Both organisations had already participated, among other international schemes, in the failed coup d’état in Venezuela in 2002 against another disobedient president. Lurking in the shadows, the budget of the CIA and the NSA has been continually increased by tens of millions of dollars each year (close to the GDP of one or two countries in Central America). No one knows what that fortune is invested in; however, based on the known antecedents, it does not take a rocket scientist to guess where and how.

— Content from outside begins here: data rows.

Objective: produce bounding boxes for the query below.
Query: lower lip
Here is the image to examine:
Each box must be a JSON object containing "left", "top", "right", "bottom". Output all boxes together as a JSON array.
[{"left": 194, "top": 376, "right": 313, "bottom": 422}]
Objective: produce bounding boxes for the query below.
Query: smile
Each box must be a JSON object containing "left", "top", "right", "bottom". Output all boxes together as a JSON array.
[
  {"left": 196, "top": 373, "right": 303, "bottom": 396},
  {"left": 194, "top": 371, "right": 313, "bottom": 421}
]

Currently, in Ecuador, both U.S. agencies are also benefactors of “independent journalism” and of groups such as the Fundación Q’ellkaj, the very same that, with the aim of “empowering the indigenous youth and its entrepreneurial skills”, became a fierce opponent of the government of Rafael Correa. In 2005, a group comprising Norman Bailey (a CIA agent and advisor in different international companies, such as Mobil International Oil) founded the Corporación Empresarial Indígena del Ecuador (the Indigenous Business Corporation of Ecuador). An investigation by Eva Golinger revealed that four of the five founders of this indigenous opposition have direct links to the U.S. government: Ángel Medina, Fernando Navarro, Raúl Gangotena and Lourdes Tibán. In 1965, Bailey, an expert in Latin America with an extensive resumé in the NSA and the Ronald Reagan administration, published the book “The Strategic Importance of Latin America” through the Center for Strategic and International Studies, where he left no doubt as to the importance of the “radical economy of free enterprise”, which he termed “neoliberalism”.

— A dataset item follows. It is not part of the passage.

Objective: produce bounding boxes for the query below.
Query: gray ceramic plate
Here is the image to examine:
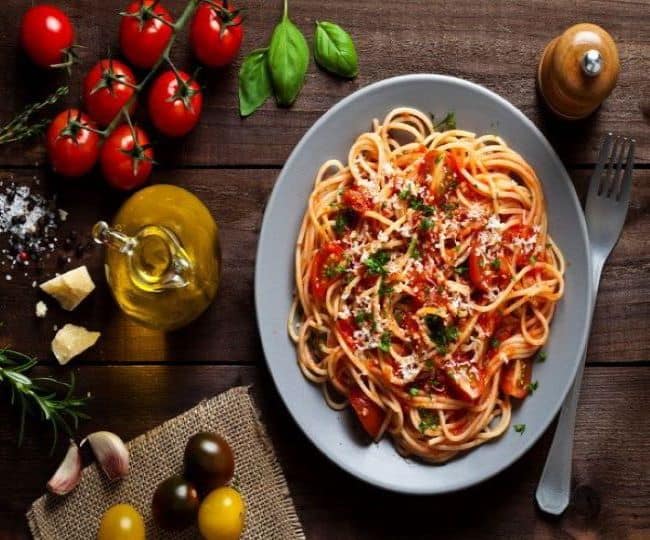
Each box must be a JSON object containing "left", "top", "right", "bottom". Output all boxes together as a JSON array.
[{"left": 255, "top": 75, "right": 592, "bottom": 494}]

USAID caring for "Indians"
As is to be expected, the traditional artifices of the CIA in Ecuador organised mass mobilisations and protests against the disobedient president. According to the USAID’s own correspondence in Quito, Ecuador’s independence in establishing relations with Washington’s enemies (Bolivia, Cuba and Venezuela) was not to be tolerated. It was even less tolerable that Ecuador, exercising its sovereignty, could have decided to give political asylum to Julian Assange in its London embassy, and less tolerable still that it had not renewed the free rental agreement that forced Ecuador to relinquish its military base in Manta for the use of the Air Forces Southern Command in the name of a familiar excuse: “the War on Drugs”. In reality, President Rafael Correa had offered Washington the chance to negotiate the continued military presence of the U.S. in Manta. On 21st October 2007, he proposed the renewal of the base “under one condition: that they allow us to put a military base in Miami, an Ecuadorean base”. His offer was not accepted.

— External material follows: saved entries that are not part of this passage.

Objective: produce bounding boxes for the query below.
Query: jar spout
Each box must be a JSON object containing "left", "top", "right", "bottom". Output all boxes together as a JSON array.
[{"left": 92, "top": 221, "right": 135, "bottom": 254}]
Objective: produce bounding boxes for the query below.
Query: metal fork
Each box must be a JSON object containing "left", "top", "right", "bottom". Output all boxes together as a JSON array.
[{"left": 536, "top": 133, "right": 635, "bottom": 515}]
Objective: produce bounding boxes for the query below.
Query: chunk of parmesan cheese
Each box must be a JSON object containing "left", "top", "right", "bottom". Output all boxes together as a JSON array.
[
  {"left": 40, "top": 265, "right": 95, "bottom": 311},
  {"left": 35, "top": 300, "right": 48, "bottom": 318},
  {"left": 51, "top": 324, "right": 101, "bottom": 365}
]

In 2014, USAID was to be forced to abandon its operations in Ecuador. In 2018, the new president, supported by Washington, Lenin Moreno, would approve the return of U.S. military planes. This was despite the fact that the constitution, approved by the Ecuadorean people 10 years earlier, set out that “Ecuador is a peaceful territory. The installation of foreign military bases or foreign facilities with military aims will not be permitted”.
Just like in the last 60 years, the parallel government of vast secret agencies which refuses to recognise national borders shows no signs of ending its sale of disguises and Trojan horses. For it, there is no shortage of money or human resources with narrow ambitions.